De par chez nous, un acteur renommé au-delà de nos minuscules frontières se sentit pris au dépourvu quand l’âge fut venu. Ne sachant plus comment accumuler son or puisqu’il possédait un hôtel particulier à Paris, une poissonnerie chic, des caves-restaurants, des domaines viticoles en Languedoc, en Bordelais et en Anjou, du pétrole à Cuba, en Algérie et bien d’autres affaires, notre Harpagon s’avisa de franchir le Rubicon fiscal entre le VIe arrondissement de Paris et Néchin en Belgique, pour y retrouver d’autres exilés, entre autres les Mulliez, deuxième fortune de France, faisant partie des 2 000 habitants de cette tristounette bourgade.
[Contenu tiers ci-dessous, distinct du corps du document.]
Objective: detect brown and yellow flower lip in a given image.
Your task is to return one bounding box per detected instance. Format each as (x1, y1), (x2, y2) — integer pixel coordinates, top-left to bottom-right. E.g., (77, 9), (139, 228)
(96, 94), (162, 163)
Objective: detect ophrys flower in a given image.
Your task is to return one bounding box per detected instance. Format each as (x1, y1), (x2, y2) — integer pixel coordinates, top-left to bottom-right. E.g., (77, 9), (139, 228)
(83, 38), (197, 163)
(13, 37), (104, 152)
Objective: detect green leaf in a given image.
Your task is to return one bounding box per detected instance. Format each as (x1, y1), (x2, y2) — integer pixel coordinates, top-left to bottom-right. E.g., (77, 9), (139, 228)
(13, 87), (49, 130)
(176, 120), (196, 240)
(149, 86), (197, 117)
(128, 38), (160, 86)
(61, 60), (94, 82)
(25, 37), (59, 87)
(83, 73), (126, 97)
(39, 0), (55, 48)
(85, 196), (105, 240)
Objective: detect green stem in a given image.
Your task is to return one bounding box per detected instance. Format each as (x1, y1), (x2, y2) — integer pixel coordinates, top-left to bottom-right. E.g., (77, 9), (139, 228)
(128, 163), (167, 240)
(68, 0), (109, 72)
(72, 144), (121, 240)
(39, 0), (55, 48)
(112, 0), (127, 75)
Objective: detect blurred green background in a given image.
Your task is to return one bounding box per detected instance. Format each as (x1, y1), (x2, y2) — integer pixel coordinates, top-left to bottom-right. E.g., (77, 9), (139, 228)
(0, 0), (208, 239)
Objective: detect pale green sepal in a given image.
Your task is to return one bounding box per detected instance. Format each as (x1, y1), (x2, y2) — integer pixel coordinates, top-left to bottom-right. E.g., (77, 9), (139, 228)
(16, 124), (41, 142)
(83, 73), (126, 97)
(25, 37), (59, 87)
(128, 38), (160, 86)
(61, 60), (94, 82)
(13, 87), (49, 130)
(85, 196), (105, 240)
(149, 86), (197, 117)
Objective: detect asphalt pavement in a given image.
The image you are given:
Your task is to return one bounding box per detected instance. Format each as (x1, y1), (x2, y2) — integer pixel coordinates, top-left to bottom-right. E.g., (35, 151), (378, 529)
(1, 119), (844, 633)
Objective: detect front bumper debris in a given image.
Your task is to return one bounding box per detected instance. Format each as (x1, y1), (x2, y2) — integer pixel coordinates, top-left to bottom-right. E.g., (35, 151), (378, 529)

On ne sait si notre acteur, sorti du système scolaire à l’âge de 13 ans, savait que Néchin est situé dans le bien-nommé Hainaut. A voir comment notre Obélix national fut meurtri par le qualificatif « minable » du premier ministre qu’il a désormais en haine, on serait tenté de ne pas en rajouter si, en plus d’une fine connaissance de la géographie fiscale de l’Europe, notre acteur n’avait pas pris une vraie décision géopolitique. Victor Hugo, grande figure nationale, avait été exilé par l’Empereur. Cyrano s’inflige l’exil, le bannissement et l’abandon de la nationalité française si convoitée par des milliers de personnes sûrement pas toutes ingrates. Malgré les appels du président Hollande dont les ancêtres, eux aussi, durent quitter les Pays-Bas au XVIIe siècle pour des raisons, il est vrai, plus graves que la fiscalité. Malgré les compliments de Catherine Deneuve – et d’autres – sur son talent « immense » (sic).
Désormais, les nantis (qui échappent à l’impôt) sont en dehors de la nation et les exclus (les pauvres, écrasés sous le poids des impôts) sont dedans. Grave injustice que corrigera sans doute la Cour de justice européenne de La Haye. Marcela Iacub dans Libération (5 janvier 2013) analyse le malheur de ces exilés fiscaux, comblés par une richesse qui les tracassent parce qu’ils la doivent toujours au hasard de leurs talents ou de systèmes économiques généreux.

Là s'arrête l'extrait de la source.